Bonus tip: Change your student loan payment plan to make half of the required payment every two weeks instead of a full one monthly. Since there are 52 weeks in a year, you’ll end up making 13 full payments (made up of 26 biweekly half payments) instead of 12.

  1. See if your job offers forgiveness options. You can’t always plan your career around jobs that will help you pay your student loans more quickly, but keep in mind that certain fields offer loan forgiveness programs that could significantly decrease your loan balance and how much you end up paying in the long term. If you happen to work in one of these fields — like public work or teaching, for example — check with your company to see if you qualify for full or partial student loan forgiveness.

Bonus tip: Many job listing sites allow you to search for jobs that offer loan forgiveness as part of their incentive packages. For example, on indeed.com, simply type “loan forgiveness” in the What box and add your location for a list of companies that offer loan forgiveness perks in your area.
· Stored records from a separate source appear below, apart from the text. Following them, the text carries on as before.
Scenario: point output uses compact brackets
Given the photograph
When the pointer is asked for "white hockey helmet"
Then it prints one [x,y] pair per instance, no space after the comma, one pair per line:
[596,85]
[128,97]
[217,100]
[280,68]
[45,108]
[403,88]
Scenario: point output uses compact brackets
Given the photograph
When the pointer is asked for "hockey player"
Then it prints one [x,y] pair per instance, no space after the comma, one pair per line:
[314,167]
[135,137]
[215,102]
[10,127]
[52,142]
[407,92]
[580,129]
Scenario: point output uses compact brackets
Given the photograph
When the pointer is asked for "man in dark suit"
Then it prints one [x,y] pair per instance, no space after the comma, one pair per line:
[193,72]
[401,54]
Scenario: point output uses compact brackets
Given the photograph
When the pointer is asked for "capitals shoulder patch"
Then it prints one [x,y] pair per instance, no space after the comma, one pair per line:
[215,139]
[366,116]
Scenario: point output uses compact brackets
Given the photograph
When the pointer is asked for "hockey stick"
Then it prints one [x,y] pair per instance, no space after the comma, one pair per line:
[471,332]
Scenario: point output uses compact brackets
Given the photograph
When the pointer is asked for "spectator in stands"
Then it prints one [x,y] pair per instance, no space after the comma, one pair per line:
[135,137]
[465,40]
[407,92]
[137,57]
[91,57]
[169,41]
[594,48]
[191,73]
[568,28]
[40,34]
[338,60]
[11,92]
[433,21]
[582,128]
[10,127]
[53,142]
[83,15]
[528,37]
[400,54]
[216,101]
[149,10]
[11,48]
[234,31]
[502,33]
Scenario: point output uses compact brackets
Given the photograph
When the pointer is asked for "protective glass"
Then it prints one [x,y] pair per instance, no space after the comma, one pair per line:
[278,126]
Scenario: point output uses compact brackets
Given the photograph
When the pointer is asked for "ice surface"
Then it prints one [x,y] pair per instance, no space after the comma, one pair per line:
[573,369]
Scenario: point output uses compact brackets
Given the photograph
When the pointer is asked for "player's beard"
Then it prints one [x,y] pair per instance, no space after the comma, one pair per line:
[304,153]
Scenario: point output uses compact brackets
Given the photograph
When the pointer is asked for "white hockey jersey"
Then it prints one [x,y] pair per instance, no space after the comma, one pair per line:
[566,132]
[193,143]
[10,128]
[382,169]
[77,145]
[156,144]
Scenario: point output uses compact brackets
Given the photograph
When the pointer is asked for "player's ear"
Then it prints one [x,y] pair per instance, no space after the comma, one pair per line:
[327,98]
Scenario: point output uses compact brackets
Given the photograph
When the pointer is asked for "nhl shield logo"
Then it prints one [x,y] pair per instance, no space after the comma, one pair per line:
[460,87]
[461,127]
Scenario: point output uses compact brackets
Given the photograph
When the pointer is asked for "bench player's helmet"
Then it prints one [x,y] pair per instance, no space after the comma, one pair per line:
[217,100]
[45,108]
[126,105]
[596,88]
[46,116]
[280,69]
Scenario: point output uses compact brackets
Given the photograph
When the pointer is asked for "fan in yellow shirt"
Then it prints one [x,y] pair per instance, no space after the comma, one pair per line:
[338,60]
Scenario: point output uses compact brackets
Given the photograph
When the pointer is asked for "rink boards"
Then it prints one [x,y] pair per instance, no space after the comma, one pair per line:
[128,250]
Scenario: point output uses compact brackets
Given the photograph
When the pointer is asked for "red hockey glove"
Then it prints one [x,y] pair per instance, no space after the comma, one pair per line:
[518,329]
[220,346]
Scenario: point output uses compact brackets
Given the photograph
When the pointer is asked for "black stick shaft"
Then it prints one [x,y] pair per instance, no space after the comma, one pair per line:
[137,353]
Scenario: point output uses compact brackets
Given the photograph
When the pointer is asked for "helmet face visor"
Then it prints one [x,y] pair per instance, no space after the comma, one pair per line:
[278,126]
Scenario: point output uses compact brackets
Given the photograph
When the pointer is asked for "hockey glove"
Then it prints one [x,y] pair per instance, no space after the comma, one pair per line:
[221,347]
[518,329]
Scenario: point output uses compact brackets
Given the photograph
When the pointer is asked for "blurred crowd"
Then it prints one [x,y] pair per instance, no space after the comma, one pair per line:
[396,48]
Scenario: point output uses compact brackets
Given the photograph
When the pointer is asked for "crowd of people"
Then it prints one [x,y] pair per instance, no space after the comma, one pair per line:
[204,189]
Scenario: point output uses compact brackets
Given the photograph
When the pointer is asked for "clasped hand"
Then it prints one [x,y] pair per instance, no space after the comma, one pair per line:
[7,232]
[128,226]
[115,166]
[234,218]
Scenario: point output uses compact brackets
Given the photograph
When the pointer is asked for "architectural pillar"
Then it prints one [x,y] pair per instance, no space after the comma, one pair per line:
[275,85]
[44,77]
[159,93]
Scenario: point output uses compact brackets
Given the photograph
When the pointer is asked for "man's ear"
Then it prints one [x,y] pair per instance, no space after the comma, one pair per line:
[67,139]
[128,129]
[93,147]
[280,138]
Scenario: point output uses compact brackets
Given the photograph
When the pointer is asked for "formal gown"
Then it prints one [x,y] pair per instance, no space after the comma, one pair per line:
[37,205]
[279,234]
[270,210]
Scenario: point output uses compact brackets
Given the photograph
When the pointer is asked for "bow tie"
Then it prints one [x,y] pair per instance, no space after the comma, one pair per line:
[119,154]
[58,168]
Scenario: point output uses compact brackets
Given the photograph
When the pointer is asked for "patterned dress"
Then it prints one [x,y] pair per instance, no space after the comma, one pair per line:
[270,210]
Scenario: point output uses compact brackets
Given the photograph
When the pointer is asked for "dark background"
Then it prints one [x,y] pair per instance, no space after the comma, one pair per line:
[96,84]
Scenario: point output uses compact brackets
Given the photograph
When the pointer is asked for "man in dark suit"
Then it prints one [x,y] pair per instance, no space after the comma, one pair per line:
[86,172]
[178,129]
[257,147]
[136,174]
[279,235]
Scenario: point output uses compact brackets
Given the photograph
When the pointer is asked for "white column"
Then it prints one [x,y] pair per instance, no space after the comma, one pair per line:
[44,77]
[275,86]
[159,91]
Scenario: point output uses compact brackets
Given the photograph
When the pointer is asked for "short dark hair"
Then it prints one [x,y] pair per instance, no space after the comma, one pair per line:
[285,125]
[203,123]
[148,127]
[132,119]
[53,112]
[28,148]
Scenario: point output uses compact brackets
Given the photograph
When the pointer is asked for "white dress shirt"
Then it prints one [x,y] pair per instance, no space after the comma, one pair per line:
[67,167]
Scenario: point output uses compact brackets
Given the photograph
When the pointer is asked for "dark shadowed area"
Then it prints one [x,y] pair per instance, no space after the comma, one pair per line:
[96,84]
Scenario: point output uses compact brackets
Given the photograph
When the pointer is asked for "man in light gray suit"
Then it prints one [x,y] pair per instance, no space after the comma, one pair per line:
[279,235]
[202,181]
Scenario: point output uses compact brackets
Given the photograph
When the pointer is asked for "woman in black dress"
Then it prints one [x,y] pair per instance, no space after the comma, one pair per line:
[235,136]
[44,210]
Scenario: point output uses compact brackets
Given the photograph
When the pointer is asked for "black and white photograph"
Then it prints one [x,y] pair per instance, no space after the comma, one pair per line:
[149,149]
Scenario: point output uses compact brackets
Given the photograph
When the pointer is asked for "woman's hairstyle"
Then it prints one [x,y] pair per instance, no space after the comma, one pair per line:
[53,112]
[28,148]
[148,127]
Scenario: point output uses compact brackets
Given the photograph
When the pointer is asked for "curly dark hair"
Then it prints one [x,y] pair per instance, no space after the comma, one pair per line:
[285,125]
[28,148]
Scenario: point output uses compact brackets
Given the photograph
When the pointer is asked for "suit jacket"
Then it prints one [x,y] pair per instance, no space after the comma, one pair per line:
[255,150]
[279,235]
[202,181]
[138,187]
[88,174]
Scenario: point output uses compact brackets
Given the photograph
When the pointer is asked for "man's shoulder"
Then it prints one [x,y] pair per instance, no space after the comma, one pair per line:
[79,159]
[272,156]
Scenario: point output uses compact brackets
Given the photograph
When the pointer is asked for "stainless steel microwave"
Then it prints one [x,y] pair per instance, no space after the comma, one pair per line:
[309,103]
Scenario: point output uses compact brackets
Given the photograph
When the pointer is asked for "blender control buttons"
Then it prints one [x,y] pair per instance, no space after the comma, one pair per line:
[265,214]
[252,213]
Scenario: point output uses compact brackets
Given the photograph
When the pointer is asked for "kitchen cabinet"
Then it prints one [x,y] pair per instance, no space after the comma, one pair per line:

  1. Get your job to pay for your debt. Some employers are now offering student loan repayment as a benefit. These types of programs are gaining in popularity. For example, First Republic’s Gradifi program is a seamless, scalable student loan repayment benefit that more and more employers are offering as a way to attract, retain and engage talented professionals.
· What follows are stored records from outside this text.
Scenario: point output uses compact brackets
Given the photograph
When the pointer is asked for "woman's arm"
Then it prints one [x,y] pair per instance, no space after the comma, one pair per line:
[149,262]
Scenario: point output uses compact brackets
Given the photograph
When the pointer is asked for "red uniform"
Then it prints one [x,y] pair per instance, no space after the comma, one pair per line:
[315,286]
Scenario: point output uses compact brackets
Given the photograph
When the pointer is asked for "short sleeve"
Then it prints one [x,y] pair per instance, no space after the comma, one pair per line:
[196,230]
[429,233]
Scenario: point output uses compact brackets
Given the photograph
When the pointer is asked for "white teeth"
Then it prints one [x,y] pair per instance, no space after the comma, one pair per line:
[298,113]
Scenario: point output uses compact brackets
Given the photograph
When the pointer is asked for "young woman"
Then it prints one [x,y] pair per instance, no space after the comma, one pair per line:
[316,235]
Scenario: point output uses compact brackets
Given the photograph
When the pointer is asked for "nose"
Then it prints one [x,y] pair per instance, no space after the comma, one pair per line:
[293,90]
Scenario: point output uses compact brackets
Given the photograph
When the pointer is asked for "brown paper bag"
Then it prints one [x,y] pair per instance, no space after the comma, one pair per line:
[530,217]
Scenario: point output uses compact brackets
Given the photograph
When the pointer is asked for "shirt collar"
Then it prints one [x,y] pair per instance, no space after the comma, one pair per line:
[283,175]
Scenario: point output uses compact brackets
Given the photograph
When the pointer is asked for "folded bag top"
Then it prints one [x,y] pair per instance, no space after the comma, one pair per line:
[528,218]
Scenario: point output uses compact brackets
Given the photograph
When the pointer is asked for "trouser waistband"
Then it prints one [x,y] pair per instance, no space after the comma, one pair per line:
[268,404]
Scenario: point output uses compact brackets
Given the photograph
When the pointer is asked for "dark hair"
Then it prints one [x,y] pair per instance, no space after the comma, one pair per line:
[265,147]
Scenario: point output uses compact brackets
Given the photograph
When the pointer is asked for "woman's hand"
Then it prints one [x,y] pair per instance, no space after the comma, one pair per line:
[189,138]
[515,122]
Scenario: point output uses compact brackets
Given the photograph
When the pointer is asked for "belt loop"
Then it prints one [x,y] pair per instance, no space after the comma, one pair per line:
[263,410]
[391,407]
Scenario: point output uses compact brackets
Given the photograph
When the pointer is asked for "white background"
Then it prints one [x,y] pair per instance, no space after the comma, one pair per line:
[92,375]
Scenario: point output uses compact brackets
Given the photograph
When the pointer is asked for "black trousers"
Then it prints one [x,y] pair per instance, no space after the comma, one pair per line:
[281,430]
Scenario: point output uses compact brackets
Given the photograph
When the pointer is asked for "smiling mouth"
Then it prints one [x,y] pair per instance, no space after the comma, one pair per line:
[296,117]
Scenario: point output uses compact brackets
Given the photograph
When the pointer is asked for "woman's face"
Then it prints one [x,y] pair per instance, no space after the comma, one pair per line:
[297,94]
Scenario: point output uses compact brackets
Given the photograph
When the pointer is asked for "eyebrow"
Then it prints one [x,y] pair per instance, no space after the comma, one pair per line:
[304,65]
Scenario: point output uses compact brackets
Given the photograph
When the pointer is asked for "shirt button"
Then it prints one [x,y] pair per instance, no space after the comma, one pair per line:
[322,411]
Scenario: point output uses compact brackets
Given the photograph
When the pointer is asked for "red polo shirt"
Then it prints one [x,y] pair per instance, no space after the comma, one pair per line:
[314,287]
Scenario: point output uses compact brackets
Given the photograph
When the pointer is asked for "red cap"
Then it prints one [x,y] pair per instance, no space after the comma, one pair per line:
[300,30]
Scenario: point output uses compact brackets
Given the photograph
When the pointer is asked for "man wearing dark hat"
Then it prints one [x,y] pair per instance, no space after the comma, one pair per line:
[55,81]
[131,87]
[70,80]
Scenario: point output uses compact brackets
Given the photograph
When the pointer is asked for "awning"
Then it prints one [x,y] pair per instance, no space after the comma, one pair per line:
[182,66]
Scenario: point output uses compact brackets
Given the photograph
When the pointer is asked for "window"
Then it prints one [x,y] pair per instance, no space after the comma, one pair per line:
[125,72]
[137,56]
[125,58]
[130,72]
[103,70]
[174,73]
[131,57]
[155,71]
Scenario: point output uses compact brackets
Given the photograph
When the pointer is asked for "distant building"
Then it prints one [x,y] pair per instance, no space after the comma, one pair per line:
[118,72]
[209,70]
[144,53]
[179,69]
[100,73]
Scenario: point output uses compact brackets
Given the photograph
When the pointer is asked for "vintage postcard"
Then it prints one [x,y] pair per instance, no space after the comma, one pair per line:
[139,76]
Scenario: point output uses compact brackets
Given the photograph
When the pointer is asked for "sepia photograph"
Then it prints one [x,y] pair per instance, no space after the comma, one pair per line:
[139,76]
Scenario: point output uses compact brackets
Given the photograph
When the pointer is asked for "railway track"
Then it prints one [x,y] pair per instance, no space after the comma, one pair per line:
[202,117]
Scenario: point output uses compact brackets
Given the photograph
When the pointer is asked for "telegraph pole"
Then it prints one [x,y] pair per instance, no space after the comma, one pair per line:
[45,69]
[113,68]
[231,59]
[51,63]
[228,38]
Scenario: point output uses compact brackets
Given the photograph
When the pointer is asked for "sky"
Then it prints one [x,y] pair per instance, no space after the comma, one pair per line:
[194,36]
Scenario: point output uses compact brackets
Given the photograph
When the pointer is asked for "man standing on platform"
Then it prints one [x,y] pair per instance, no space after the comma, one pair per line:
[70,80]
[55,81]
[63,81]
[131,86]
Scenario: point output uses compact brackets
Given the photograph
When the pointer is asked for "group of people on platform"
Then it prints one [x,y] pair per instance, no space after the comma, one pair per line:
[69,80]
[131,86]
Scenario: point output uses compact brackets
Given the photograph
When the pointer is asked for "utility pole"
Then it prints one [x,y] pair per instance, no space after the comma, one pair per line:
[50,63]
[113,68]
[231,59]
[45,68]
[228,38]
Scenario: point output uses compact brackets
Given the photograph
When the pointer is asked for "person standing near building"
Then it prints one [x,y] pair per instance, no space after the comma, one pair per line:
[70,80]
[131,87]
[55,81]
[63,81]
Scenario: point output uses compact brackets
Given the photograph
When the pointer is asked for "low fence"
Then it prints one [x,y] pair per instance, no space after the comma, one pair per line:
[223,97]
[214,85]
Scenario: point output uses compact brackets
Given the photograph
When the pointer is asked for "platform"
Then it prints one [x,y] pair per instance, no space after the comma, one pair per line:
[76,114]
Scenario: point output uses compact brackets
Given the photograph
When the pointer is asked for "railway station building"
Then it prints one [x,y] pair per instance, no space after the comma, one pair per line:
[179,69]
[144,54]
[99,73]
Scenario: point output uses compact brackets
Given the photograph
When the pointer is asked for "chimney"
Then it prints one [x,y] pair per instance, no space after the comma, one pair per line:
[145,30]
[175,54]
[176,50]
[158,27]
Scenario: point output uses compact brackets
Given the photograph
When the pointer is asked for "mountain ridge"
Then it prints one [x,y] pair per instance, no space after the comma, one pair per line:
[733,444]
Bonus tip: These kinds of payments are meant to help you pay your loan off faster, not reduce your contribution. Always pay at least your minimum and let your company’s payment be extra.

  1. Sign up for automatic payments. You’ll need to check with your loan provider for specifics, but many providers offer discounted interest rates for automatic payment enrollment. You can even set up the payment date every month based on when it’s convenient for you. This can save you money every month and prevent you from missing payments (which can cause fees and negatively impact your credit score).
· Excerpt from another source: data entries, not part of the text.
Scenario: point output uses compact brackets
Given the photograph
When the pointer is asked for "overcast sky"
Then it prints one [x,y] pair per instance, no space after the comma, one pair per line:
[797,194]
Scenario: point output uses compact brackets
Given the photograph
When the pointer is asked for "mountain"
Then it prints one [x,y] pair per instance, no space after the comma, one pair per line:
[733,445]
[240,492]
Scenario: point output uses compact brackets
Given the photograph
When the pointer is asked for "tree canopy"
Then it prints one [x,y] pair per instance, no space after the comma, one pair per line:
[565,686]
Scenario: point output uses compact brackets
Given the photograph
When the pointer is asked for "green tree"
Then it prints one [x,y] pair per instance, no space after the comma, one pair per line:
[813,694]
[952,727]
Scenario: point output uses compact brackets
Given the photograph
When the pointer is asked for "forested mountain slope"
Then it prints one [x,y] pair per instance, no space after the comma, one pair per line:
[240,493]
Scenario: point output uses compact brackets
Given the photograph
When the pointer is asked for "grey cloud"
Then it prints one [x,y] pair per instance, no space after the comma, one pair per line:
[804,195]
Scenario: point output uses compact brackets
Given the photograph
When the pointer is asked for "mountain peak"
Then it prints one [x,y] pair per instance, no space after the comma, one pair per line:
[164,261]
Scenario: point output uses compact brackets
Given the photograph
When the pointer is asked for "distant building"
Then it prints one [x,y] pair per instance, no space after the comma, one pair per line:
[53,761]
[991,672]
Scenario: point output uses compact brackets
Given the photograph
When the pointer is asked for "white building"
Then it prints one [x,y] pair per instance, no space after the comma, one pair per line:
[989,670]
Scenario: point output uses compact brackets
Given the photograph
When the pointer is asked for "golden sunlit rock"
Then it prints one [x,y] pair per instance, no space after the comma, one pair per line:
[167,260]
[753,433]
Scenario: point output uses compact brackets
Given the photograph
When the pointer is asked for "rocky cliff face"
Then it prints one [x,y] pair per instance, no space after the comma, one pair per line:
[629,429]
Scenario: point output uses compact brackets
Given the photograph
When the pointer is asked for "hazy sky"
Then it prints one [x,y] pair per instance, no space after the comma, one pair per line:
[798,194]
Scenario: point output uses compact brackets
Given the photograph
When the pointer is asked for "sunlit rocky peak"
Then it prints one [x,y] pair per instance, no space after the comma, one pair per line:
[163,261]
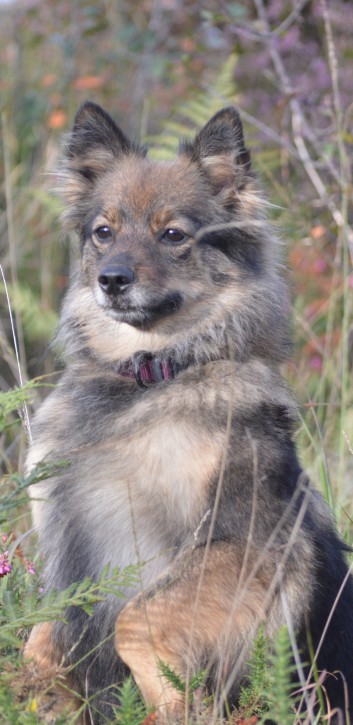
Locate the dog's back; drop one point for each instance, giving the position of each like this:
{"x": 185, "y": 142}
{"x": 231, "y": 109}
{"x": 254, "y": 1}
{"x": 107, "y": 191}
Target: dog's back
{"x": 178, "y": 429}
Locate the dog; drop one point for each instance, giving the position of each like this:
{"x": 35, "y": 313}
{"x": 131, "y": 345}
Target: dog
{"x": 178, "y": 429}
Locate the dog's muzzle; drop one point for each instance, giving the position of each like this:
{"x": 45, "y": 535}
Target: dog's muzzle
{"x": 115, "y": 279}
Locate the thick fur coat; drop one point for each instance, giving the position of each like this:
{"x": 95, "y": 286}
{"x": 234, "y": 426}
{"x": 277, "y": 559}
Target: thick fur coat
{"x": 190, "y": 472}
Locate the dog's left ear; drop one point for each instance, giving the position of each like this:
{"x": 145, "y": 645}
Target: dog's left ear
{"x": 94, "y": 145}
{"x": 220, "y": 152}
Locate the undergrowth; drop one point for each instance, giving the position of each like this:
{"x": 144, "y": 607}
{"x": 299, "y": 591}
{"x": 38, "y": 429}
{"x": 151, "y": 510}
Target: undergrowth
{"x": 242, "y": 53}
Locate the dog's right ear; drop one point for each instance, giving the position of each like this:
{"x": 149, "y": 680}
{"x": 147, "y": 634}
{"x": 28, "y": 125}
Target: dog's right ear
{"x": 94, "y": 145}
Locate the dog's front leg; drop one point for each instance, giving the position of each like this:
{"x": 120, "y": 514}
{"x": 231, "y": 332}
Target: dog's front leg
{"x": 45, "y": 677}
{"x": 195, "y": 617}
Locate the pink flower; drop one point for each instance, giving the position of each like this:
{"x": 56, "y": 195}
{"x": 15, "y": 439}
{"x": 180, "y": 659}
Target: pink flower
{"x": 5, "y": 566}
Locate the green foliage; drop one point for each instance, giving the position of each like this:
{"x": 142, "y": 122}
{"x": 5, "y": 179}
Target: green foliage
{"x": 173, "y": 678}
{"x": 131, "y": 710}
{"x": 196, "y": 112}
{"x": 280, "y": 684}
{"x": 253, "y": 697}
{"x": 38, "y": 323}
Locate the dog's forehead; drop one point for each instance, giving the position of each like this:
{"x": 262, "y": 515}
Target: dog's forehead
{"x": 142, "y": 185}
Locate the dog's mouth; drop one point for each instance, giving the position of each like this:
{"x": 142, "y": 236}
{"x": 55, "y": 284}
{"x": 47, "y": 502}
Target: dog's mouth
{"x": 144, "y": 315}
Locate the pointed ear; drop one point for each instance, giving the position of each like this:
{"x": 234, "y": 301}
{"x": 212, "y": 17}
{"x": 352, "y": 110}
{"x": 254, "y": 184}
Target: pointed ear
{"x": 220, "y": 152}
{"x": 93, "y": 146}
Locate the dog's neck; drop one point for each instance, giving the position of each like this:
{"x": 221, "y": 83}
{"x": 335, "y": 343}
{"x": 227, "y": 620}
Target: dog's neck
{"x": 148, "y": 369}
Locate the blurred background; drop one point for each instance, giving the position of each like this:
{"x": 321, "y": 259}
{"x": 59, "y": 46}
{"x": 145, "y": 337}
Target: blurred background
{"x": 161, "y": 68}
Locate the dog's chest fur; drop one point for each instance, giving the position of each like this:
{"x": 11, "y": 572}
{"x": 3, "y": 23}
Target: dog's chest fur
{"x": 139, "y": 473}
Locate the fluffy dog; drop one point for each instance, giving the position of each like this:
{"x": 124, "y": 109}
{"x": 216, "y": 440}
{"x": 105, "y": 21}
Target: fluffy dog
{"x": 178, "y": 429}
Bonus tip: Most providers send you a notification before they deduct the payment from your bank account, so you can be sure you have the funds to cover it.

  1. Start making payments while you’re still in school. Most students don’t even think about making payments on their student loans until after they graduate. However, paying down student loans as soon as possible could help you save significantly in the long run — even small payments can add up. If you have the means to make payments on your federal loans while in school, it’s best to tackle unsubsidized loans first. These loans begin accruing interest as soon as funds are disbursed, so making early payments could help you pay less interest over the life of the loan. Subsidized loans, on the other hand, don’t actually accrue any interest while you’re in school. For private loans, direct any prepayments to the loans with the highest interest rates — especially if they are variable — to save the most money.

If you plan to make early loan payments, work with your loan provider to make sure the payments are being applied as you want them to. Also, double check that your payments are going towards the principle of your loan, not just the interest. This is the best way to decrease the amount of interest you’ll owe over the course of your loan.

Remember: It’s a marathon, not a sprint

If you’re currently paying off student loans, it might be hard to envision a life without them. The best thing to do is to focus on the future and everything you can do once you’re free of your student loan debt. The methods above can help you eliminate those loans more quickly, so you can get on with reaching your other goals in life.

If you’re still unsure what the right move is for you, consider speaking with a financial advisor who can provide you with advice on how to pay down your student loans faster and prepare for the future.

The strategies mentioned in this article may have tax and legal consequences; therefore, you should consult your own attorneys and/or tax advisors to understand the tax and legal consequences of any strategies mentioned in this document. First Republic does not provide tax or legal advice.